- The Brexit saga continues to unfold with one intrigue after another.
- After this week’s developments, markets are pricing in either a soft-Brexit with some delay or perhaps even no Brexit.
- PM May’s narrative has shifted; the argument now is that saying no to her deal with EU would amount to no Brexit at all.
- The possibility for a long delay and the rejection of a second referendum could see a push for new elections and fresh volatility.
- In the unlikely event of a no-deal Brexit, the market impact would be extremely negative.
Contemplating all the above aspects and foreseeing upcoming risks events, the shoot-up in the exchange rate volatilities priced in on the FX options market for the coming two weeks might, therefore, turn out to be premature (refer 1st chart). Please be noted that implied volatilities are highest for GBPUSD (1st nutshell), OTM volumes index is also the highest (refer 2nd chart) with fresh positive additions to the bearish risk reversals (2nd nutshell) across all the tenors.

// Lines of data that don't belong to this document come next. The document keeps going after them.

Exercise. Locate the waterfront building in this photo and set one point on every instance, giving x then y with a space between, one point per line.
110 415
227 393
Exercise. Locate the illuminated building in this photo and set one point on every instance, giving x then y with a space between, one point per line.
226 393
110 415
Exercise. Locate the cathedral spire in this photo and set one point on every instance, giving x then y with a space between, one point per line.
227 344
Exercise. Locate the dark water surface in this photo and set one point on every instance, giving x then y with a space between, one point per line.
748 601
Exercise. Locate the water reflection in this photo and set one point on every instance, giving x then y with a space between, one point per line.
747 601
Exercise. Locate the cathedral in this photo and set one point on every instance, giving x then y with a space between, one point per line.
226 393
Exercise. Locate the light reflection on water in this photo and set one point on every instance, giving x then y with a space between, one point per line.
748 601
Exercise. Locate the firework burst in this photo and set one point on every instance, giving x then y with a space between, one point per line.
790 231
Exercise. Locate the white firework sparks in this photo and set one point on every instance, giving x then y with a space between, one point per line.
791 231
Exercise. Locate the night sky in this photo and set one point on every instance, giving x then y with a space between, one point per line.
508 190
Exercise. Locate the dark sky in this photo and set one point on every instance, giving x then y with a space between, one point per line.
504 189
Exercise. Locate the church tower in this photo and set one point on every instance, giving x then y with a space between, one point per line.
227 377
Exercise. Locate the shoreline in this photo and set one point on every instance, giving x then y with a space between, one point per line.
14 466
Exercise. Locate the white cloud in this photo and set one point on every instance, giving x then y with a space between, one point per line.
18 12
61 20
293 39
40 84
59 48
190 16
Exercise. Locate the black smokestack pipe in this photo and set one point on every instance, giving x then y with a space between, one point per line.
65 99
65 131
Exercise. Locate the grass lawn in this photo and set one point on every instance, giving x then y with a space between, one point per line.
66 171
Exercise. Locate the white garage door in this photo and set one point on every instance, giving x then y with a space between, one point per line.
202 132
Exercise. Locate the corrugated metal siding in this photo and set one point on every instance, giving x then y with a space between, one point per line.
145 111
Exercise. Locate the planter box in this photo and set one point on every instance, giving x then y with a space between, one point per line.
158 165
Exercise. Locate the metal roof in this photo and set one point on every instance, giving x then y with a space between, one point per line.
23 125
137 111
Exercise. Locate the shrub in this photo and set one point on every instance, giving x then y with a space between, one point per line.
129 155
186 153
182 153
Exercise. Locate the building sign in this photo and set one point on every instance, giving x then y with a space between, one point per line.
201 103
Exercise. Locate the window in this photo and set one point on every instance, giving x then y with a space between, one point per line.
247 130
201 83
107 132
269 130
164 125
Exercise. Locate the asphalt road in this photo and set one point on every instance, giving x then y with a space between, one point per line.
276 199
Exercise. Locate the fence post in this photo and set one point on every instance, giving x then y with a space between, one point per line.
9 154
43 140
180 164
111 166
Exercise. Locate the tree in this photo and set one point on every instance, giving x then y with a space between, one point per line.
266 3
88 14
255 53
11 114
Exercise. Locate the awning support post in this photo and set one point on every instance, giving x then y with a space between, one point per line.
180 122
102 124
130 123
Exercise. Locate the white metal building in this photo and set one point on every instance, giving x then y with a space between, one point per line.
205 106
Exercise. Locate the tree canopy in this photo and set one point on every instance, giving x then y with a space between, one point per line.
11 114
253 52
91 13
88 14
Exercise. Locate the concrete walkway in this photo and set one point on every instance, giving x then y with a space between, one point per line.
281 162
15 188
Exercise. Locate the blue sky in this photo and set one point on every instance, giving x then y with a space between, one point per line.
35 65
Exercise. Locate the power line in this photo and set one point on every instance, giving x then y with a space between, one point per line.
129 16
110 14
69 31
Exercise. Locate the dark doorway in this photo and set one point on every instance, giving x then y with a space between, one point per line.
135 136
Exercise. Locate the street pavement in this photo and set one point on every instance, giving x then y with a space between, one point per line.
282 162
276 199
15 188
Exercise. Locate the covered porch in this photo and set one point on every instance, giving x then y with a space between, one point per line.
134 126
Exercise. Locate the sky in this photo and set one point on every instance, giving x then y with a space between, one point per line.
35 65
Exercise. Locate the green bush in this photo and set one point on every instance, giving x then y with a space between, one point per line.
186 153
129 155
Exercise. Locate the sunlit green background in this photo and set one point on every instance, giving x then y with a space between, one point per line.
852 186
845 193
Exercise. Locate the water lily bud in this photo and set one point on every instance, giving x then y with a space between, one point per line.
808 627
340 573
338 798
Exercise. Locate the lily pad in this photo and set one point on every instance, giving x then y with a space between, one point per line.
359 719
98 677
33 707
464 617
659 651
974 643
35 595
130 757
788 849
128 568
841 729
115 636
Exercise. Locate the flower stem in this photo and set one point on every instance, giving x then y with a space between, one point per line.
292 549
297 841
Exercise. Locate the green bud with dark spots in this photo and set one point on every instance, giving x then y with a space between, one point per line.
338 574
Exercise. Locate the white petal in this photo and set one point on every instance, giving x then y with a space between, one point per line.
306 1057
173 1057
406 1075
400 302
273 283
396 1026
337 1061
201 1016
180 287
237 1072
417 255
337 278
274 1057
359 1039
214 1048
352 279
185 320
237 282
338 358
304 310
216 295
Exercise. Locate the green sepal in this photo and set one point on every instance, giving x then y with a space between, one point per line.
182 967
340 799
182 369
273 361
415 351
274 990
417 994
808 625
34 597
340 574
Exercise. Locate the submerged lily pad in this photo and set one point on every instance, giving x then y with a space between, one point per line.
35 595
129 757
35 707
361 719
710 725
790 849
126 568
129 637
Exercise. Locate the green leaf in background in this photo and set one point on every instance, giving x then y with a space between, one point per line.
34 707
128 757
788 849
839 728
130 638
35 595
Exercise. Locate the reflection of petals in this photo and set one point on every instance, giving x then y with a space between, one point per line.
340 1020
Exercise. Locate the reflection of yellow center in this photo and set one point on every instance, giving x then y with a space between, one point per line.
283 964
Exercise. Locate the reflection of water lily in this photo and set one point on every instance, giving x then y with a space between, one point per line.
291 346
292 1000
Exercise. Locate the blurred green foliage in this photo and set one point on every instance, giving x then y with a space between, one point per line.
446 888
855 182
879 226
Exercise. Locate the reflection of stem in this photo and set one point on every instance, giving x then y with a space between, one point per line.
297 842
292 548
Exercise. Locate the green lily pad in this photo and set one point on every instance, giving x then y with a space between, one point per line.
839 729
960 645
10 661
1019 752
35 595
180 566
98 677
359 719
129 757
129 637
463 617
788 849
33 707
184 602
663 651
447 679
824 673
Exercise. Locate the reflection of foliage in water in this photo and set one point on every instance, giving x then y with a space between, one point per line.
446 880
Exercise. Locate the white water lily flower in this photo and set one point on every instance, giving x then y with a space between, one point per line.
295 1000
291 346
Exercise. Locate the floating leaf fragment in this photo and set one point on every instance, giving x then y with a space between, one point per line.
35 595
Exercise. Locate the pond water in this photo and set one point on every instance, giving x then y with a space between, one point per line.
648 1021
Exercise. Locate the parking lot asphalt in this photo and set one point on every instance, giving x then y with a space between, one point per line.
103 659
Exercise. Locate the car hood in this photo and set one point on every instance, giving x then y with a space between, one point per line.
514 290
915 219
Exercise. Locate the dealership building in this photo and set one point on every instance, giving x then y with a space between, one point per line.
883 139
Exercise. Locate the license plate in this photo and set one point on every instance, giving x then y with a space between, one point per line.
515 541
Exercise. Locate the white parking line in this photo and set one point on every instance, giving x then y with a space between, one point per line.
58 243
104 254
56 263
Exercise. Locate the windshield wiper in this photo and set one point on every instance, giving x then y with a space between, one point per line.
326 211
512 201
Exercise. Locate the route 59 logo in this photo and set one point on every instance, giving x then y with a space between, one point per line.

Otherwise the situation for Sterling has changed a bit as we are still left in the dark phase as to the question whether we will see Brexit and if so when and in what shape. The answers to these questions will determine the fate of the British currency.
That means for GBP investors that the uncertainty continues. Until one of these scenarios has emerged as the main one, it remains unclear in which direction Sterling exchange rates will move longer term. At present, we therefore principally forecast a sideways move in EURGBP. However, that disguises the considerable risks into both directions.
Currency Strength Index: FxWirePro's hourly USD spot index is flashing at -60 (which is bearish), GBP is at 164 (highly bullish) while articulating at (10:18 GMT).